This a re-write of a poem written during a poetry group workshop a couple of years ago. It's lain dormant ever since.
UNCLE BILL
Uncle Bill was a wicked man. Mother said
as much each time the departing Triumph
got the curtains twitching down the avenue.
She’d sniff the blue smoke, fold her arms
and step indoors.

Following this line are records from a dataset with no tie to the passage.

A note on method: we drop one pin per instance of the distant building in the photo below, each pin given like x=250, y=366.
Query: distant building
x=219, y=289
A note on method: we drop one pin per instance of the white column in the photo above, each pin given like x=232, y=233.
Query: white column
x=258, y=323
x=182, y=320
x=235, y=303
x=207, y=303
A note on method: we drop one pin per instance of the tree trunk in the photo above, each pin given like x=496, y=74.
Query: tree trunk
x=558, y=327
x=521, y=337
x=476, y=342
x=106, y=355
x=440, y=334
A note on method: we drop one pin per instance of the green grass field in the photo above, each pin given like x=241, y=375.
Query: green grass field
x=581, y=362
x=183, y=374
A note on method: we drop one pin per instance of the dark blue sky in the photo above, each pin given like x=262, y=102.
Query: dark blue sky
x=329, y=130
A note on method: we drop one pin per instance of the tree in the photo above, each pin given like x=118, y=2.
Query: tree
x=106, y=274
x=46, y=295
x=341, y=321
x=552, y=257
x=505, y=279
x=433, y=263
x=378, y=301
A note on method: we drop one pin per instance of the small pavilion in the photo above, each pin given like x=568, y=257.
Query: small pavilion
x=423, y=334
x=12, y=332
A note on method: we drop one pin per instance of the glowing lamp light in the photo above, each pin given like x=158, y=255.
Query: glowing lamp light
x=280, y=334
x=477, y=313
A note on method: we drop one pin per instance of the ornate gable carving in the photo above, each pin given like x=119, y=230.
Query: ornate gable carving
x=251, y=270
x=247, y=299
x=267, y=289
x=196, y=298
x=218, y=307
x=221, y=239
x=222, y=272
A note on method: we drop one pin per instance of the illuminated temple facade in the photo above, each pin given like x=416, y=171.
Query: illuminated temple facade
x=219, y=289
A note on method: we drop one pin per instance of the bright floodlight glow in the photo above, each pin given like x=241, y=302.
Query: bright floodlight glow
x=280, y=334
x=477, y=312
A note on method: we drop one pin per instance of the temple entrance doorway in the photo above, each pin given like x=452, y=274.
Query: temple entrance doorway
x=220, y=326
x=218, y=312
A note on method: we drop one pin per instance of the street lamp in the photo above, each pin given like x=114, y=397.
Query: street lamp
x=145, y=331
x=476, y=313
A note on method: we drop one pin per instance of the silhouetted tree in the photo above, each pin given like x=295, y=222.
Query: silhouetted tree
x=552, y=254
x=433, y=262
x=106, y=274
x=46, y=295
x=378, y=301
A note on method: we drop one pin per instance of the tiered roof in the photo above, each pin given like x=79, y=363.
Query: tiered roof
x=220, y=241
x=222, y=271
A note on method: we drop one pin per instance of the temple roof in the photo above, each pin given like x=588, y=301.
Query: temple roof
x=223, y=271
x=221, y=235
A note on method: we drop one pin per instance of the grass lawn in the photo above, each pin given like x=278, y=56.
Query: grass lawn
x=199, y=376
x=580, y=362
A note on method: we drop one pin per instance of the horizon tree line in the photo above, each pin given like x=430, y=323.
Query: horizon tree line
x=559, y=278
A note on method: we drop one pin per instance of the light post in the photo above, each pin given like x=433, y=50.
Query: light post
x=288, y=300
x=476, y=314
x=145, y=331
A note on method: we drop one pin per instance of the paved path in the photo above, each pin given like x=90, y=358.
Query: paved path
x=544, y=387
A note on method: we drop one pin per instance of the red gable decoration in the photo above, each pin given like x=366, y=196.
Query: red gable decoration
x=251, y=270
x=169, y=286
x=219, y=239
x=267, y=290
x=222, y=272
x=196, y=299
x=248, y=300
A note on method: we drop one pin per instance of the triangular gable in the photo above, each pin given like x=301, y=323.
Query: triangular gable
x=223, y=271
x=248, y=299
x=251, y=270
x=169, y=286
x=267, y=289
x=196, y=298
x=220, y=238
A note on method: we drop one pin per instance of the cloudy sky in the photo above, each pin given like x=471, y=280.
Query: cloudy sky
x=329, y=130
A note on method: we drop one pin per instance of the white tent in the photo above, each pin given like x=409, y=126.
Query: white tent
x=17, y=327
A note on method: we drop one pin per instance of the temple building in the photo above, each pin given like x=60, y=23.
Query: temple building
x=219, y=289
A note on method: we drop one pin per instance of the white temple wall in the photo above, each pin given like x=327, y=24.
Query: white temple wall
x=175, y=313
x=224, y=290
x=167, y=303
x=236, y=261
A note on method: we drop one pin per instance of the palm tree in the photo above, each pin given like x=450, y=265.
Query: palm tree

He’d walked out
on two wives and dumped a mistress
(as it happens, off the back of his motorbike
in the middle of Richmond Park).
The moustache – Clark Gable style – above
a row of gleaming teeth; the sideways glance,
the shift of eyes away, the quick, one-sided
grin that passed for interaction; a whirring laugh
in the back of the throat, like clockwork
in reverse – evidence all of a long steep
fall from grace away from magnolia walls,
The Hay Wain and a well-cut lawn.
Mum was on her own. Any man who could
whistle like a locomotive, spit plum stones
into the fire across a crowded room,
stump upstairs like Grendel coming home,
farting loud on every riser, change a set
of spark plugs in a storm on Kingston Hill,
switch the pipe to the side of his mouth
and float smoke rings like shaky haloes
ceiling high, was a buccaneer in tweeds
and leathers, unsafe, risky, blowing in
from a world beyond the garden gate.